In the 1788–89 presidential election, he received 6 electoral votes from his home state, Maryland.

On September 24, 1789, President George Washington nominated Harrison as an associate justice on the newly established United States Supreme Court. The United States Senate confirmed his appointment two days later. Harrison declined the appointment, citing familial responsibilities and his health as two prime reasons.

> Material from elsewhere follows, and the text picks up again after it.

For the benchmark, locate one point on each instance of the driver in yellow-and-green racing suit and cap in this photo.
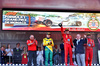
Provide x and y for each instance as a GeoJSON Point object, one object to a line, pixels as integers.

Washington and Hamilton urged Harrison to reconsider. Washington's friend Dr. James Craik urged him to send Harrison a personal appeal, believing "A Letter from you…would I am convinced act more powerfully upon him than all the Anodynes in an Apothecarys Shop". Harrison agreed to accept, and began the trip to New York City, then the temporary national capital. His health worsened, and he returned home to Bladensburg, Maryland. In a January 21, 1790 letter to Washington, Harrison informed Washington that he was unable to make the trip and again declined the appointment. Washington appointed James Iredell in his position.

==Personal life and legacy==
Harrison's first wife was Sarah Johnston, a daughter of George Johnston Sr. (d. 1766), a prominent Virginia attorney and political leader. After her death, he married Grace Dent of Charles County, Maryland.

Harrison died at his home in Charles County on April 2, 1790. His burial location is not known.

The Maryland Historical Magazine dubbed Harrison "A Lost Man of Maryland" in the title of their segment about him in a magazine published in 1940, and the Baltimore Sun dubbed him a "lost hero of the Revolutionary era". This is in reference to the fact Harrison is largely unknown and forgotten amongst the general public.